La menace apparaît suffisamment sérieuse pour mobiliser le ban et l'arrière-ban de l'industrie financière française. Dans un communiqué commun, publié ce lundi 5 juin, pas moins de 19 associations professionnelles, dont la Fédération bancaire française (FBF), l'Association française de la gestion financière (AFG) et France Assureurs, ont exprimé leur « grande inquiétude » sur le texte de la Commission européenne, divulgué le 24 mai, relatif au projet de directive Retail Investment Strategy (RIS).

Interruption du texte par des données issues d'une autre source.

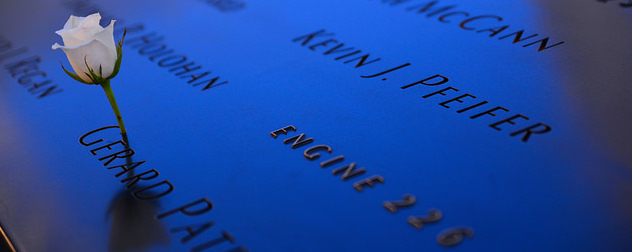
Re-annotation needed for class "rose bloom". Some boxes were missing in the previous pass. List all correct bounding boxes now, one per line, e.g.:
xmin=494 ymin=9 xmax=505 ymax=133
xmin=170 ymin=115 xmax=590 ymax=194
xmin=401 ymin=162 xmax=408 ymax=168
xmin=53 ymin=13 xmax=117 ymax=83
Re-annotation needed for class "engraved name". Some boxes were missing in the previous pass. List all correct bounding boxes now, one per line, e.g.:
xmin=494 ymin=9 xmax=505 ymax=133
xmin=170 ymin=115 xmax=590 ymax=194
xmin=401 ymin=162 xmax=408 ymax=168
xmin=79 ymin=126 xmax=248 ymax=252
xmin=64 ymin=0 xmax=228 ymax=91
xmin=270 ymin=125 xmax=474 ymax=247
xmin=0 ymin=36 xmax=63 ymax=98
xmin=372 ymin=0 xmax=564 ymax=52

L'objectif affiché de cette directive est de donner aux investisseurs particuliers les moyens de prendre des décisions d'investissement en fonction de leurs besoins et de leurs attentes, tout en les protégeant contre des tarifs abusifs ou d'éventuels conflits d'intérêt. Elle complète ainsi toute une série de réglementations européennes encadrant déjà la distribution de produits financiers, avec notamment la notion de « devoir de conseil » ou d'information sur les produits.
Rétrocommissions maintenues
Les discussions sur ce texte ne sont pas nouvelles et l'industrie financière européenne avait, semble-t-il obtenu gain de cause de Bruxelles pour éviter « la » mesure révolutionnaire : l'interdiction des rétrocommissions. Ces rétrocommissions sont généralement versées par le producteur d'un produit financier (gestionnaire d'actifs) au distributeur et elles sont ainsi défalquées de la performance globale. Pour les partisans des rétrocommissions, elles permettent de financer le conseil sans facturer des honoraires au client final.
Pour ses détracteurs, c'est un système de rémunération opaque et qui limite de surcroît la diffusion auprès du public les produits de gestion indicielle, dont les commissions sont très faibles (entre 0,1 et 0,2% contre en moyenne 2% pour la gestion active). En clair, les rétrocommissions permettraient surtout à un écosystème de vivre sur le dos des épargnants.
Un discours qui commence à faire mouche auprès de la classe politique et des superviseurs, comme en témoignent tous les efforts des autorités pour imposer davantage de transparence sur les frais des unités de compte dans les contrats d'assurance-vie.